[exslt] Extension candidates
Dimitre Novatchev
dnovatchev at gmail.com
Fri Dec 12 09:27:35 MST 2008
On Fri, Dec 12, 2008 at 2:48 AM, John Snelson <john.snelson at oracle.com> wrote:
> Dimitre Novatchev wrote:
>> A big difficulty is
>>> the
>>> interaction with garbage collection. There are two conflicting
>>> requirements
>>> - the reference should be a string, so you can store it in a document;
>>> but
>>> the node should continue to exist so long as the reference exists.
>>> Basically
>>> these two requirements come from different use cases, and I think they
>>> might
>>> need different facilities.
>>
>> These two requirements are not conflicting. I imagine an
>> implementation where references are stored in a hash table, where the
>> string is the key and the actual reference is the value.
>
> The problem is, when can the implementation garbage collect the documents
> stored in the hash values? It would need to prove that no one was going to
> be trying to dereference a particular key - but since the keys are just
> strings (can be copied, concatenated, embedded in XML and extracted etc.)

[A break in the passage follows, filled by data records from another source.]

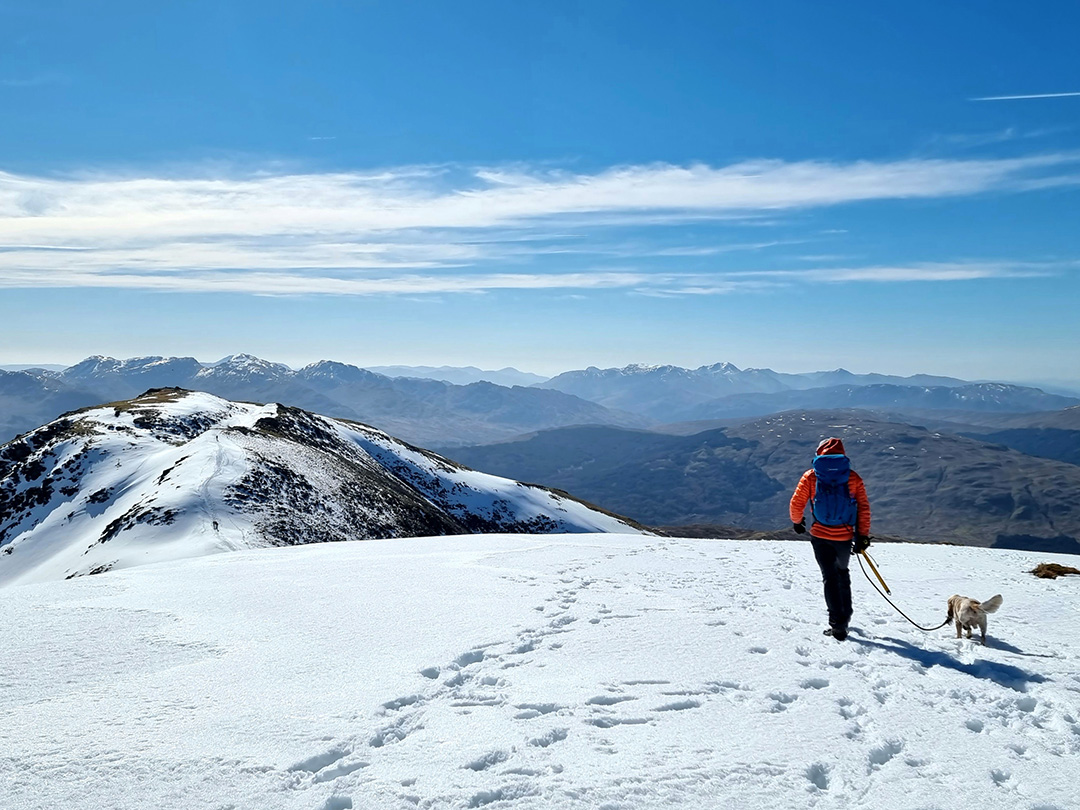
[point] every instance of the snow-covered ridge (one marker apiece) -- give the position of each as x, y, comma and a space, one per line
525, 673
176, 474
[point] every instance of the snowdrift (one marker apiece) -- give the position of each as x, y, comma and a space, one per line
522, 672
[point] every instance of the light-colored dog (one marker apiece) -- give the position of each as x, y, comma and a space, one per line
971, 613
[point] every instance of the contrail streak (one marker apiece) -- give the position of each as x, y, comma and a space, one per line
1011, 98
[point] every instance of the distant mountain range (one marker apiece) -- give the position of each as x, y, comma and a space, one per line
434, 413
671, 393
925, 485
175, 474
462, 375
424, 412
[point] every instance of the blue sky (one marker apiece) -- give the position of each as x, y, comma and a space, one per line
547, 185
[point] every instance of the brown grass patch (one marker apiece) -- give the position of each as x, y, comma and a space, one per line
1053, 570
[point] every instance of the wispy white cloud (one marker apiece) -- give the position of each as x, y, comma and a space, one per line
431, 228
1034, 95
38, 80
917, 272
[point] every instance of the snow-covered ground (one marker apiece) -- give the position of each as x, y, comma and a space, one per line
590, 671
175, 474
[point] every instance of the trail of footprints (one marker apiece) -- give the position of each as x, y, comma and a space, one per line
480, 679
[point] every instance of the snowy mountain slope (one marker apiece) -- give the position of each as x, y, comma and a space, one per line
922, 484
29, 397
176, 474
522, 672
421, 410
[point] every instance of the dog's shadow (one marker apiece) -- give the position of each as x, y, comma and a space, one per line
1007, 675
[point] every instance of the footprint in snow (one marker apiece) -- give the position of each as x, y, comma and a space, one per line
818, 775
883, 754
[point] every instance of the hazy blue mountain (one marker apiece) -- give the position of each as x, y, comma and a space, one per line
984, 396
661, 391
923, 485
671, 392
462, 375
32, 367
419, 410
28, 400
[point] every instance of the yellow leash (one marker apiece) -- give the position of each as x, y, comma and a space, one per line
876, 572
863, 555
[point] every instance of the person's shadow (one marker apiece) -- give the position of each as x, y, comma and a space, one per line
1007, 675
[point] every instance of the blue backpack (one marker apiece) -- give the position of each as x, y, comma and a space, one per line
833, 504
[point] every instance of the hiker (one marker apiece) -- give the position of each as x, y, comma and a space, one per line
841, 513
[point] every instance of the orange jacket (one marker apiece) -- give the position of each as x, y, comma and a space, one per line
804, 494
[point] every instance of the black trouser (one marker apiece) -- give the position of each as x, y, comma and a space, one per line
833, 556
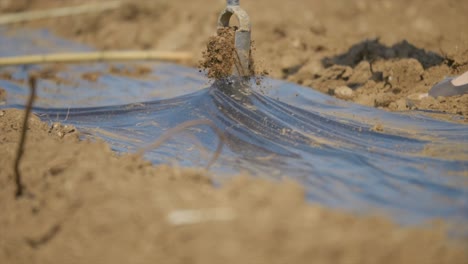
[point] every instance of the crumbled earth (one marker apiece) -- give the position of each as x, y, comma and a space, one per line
2, 95
219, 57
383, 50
84, 204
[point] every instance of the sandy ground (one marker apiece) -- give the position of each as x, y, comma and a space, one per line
87, 205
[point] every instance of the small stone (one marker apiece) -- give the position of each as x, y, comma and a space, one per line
344, 92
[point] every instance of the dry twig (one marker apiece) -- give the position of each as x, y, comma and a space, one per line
96, 56
179, 128
19, 185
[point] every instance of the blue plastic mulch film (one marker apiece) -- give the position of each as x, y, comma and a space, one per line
276, 130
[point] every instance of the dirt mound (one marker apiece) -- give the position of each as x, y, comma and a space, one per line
320, 44
219, 57
87, 205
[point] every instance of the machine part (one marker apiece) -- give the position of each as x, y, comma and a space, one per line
242, 36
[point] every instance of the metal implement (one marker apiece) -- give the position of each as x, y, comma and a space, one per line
242, 35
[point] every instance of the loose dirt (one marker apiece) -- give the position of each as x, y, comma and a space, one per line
87, 205
219, 57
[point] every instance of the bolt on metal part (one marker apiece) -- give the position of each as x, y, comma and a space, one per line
242, 36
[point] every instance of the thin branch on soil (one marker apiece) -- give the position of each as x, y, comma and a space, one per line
96, 56
19, 185
188, 124
59, 12
49, 235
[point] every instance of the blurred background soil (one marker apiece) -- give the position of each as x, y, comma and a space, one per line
375, 53
85, 204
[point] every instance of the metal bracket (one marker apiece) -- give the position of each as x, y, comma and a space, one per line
242, 35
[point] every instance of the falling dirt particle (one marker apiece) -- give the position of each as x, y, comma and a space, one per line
377, 128
218, 59
91, 76
2, 94
130, 71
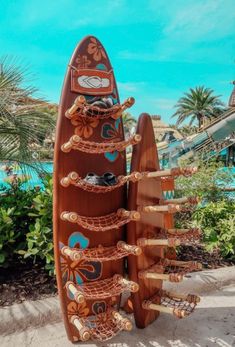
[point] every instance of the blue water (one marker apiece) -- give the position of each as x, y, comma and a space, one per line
35, 179
47, 167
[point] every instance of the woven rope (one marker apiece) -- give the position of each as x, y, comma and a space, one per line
192, 236
166, 267
179, 305
103, 147
96, 112
103, 326
104, 288
102, 254
113, 220
121, 180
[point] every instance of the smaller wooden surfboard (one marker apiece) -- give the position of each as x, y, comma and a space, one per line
143, 193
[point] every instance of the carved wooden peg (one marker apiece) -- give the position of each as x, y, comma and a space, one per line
160, 276
78, 295
179, 313
170, 242
191, 200
127, 325
69, 216
136, 250
79, 102
133, 286
73, 141
83, 331
133, 215
171, 208
73, 254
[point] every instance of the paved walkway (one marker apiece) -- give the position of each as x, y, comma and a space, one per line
212, 324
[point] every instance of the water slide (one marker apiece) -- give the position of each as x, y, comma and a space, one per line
214, 138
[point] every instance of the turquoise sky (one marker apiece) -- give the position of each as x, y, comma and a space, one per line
158, 48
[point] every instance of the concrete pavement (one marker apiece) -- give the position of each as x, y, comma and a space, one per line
212, 324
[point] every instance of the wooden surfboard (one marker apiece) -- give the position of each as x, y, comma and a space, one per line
154, 232
144, 192
90, 76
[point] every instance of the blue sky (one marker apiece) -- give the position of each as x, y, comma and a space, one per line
159, 49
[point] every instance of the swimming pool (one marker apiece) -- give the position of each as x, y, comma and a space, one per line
35, 179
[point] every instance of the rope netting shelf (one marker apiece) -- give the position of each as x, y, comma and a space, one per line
169, 270
77, 143
172, 238
81, 108
102, 289
102, 326
179, 305
110, 221
73, 178
101, 253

> it's impossible to prove this. Therefore this approach basically represents
> a big memory leak.
This presents a problem only if we regard a "reference" as a memory
address. In fact a reference can be anything that uniquely identifies
the node/sequence. It may be an URI + id/XPath-expression, or a disk
address, or ...
As we are working with a functional language, all the objects that are
being referenced do not change during their lifetime. Therefore, it is
not necessary to keep them in memory all the time. Rarely used objects
can be conveniently discarded and reconstituted on-demand.
Therefore, having a reference forever does not mean having the
referenced object alive forever -- no major problem here.